Vgl. BVerwG, Urteil vom 1. November 2005 - 1 C 21.04 -, DVBl. 2006, 511.
38
Eine Wiederholung politischer Verfolgung des Klägers bei einer Rückkehr in die Türkei
aus den seinerzeit für die Ausreise aus der Türkei im Jahr 1994 maßgeblichen Gründen
erscheint auf absehbare Zeit mit hinreichender Sicherheit ausgeschlossen. In der
Begründung des hier angefochtenen Widerrufsbescheides wird insoweit zutreffend
darauf abgestellt, dass aufgrund von Amnestieregelungen, die in der Türkei eingehalten
werden, die im Jahr 1994 im Zuge des Verbots der DEP festgenommenen
Abgeordneten dieser Parteizugehörigkeit freigelassen worden sind. Auch nach der
durch das erkennende Gericht eingeholten Auskunft des Auswärtigen Amtes vom 2.
April 2008 ist das gegen den Kläger nach mehrjährigen Ermittlungen im Jahr 1997
eingeleitete und unter dem Aktenzeichen "1992/00 „ beim 2. Staatssicherheitsgericht
Ankara anhängig gewesene Strafverfahren mit Gerichtsbeschluss eingestellt und der
insoweit erlassene Haftbefehl aufgehoben worden.
39
Dem Kläger droht jedoch aus anderen Gründen mit beachtlicher Wahrscheinlichkeit bei
einer Rückkehr in die Türkei politische Verfolgung.
40
Nach Art. 16a Abs. 1 GG genießen politisch Verfolgte Asylrecht. Eine Verfolgung ist
dann eine politische, wenn sie dem Einzelnen in Anknüpfung an seine politische
Überzeugung, seine religiöse Grundentscheidung oder an für ihn unverfügbare
Merkmale, die sein Anderssein prägen, gezielt Rechtsverletzungen zufügt, die ihn in
ihrer Intensität nach aus der übergreifenden Friedensordnung der staatlichen Einheit
ausgrenzen.
41
Bundesverfassungsgericht - BVerfG -, Beschluss vom 10. Juli 1989 - 2 BvR 502, 961,
1000/86 -, BVerfGE 80, 315 (333ff.).
42
Auch staatliche Maßnahmen, die der Rechtsordnung des Herkunftsstaates
widersprechen, sind dem Staat vorbehaltlich vereinzelter Exzesstaten von Amtswaltern
zuzurechnen.
43
BVerfG, Beschluss vom 14. Mai 2003 - 2 BvR 134/01 -, DVBl. 2003, 1260.
44
Nach § 28 Abs. 1 Satz 1 AsylVfG können auch sogenannte selbstgeschaffene
Nachfluchtgründe die Anerkennung als Asylberechtigter rechtfertigen, wenn sie einer
festen, bereits im Herkunftsland erkennbar betätigten Überzeugung entsprechen.
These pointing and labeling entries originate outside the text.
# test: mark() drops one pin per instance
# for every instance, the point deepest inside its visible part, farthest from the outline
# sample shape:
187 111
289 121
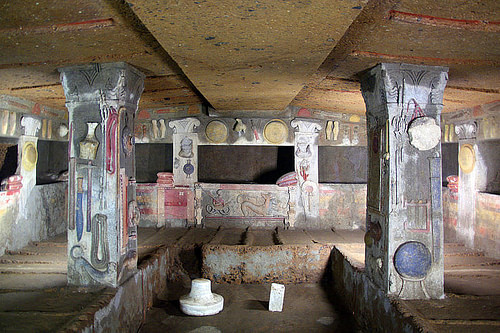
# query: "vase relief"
89 145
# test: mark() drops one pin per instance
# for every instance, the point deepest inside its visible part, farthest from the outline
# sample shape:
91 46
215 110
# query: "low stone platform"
34 295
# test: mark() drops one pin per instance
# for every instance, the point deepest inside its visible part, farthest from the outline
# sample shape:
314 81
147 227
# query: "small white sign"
277 297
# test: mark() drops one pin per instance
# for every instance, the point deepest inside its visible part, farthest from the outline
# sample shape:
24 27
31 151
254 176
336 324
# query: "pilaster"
102 229
404 239
306 167
185 145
Unter
entsprechenden Voraussetzungen kommt auch die Zuerkennung der
Flüchtlingseigenschaft nach §§ 3 Abs. 1; 28 Abs. 1a AsylVfG in Verbindung mit § 60
Abs. 1 AufenthG - insoweit deckungsgleich mit § 51 Abs. 1 AuslG - in Betracht.
45
Der Kläger ist nach der Einreise in die Bundesrepublik Deutschland in umfangreicher
46
Weise und kontinuierlich exilpolitisch tätig geworden, was - wie sich aus seiner früheren
Mitgliedschaft in der HEP und der DEP und seiner Stellung als früherer
Parlamentsabgeordneter ergibt - auch als die konsequente Umsetzung einer festen,
bereits in der Türkei erkennbar betätigten Überzeugung zur Wahrnehmung politischer
Interessen der kurdischen Volksgruppe in der Türkei darstellt.
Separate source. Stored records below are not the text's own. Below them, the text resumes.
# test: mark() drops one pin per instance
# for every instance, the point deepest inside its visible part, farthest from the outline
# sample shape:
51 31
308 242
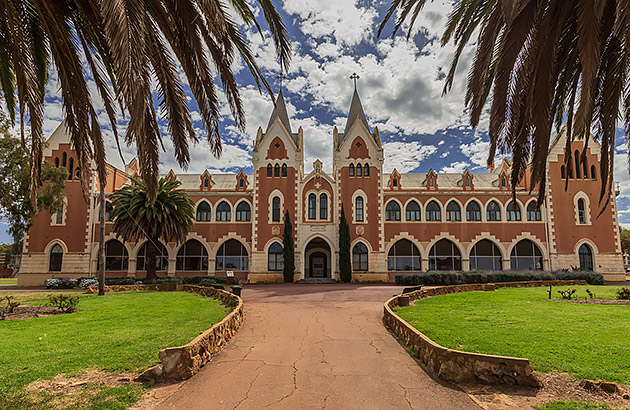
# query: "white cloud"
456 167
344 21
405 156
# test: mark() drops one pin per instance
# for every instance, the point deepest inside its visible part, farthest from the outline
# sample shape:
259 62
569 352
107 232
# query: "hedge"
433 278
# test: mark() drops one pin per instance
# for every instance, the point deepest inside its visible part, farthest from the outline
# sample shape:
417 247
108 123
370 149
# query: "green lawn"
116 332
588 341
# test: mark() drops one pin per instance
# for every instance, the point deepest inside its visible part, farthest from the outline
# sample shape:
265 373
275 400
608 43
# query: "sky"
400 87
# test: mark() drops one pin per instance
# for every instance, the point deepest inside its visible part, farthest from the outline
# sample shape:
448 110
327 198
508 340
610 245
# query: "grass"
586 340
116 332
572 405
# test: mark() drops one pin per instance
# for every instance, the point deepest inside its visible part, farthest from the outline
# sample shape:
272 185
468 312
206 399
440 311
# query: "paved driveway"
315 347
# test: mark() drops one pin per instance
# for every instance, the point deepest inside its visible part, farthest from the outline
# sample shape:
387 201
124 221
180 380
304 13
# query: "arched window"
412 212
358 209
275 209
453 212
585 168
586 257
581 211
224 212
359 257
392 211
485 255
433 212
203 212
71 168
192 256
108 211
323 206
533 214
577 164
275 257
116 256
312 206
493 212
161 260
59 215
444 255
404 256
513 211
56 258
232 255
243 212
526 256
473 211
So hat der Kläger zu den Gründungsmitgliedern des Kurdischen Exilparlaments gehört,
ist Mitglied des aus fünfzehn Personen bestehenden Exekutivrates dieser
exilpolitischen Interessenvertretung gewesen und Vorsitzender der „L2" (L2) dieser
Organisation. In dieser Eigenschaft hat er als Beobachter an Sitzungen des Europarates
und des Europäischen Parlaments teilgenommen, politische Beschlüsse dieser
Institutionen zur fraglichen Stellung der kurdischen Volksgruppe in der Türkei initiiert
und Verbindungen zu Parlamentsabgeordneten vieler europäischer Staaten geknüpft.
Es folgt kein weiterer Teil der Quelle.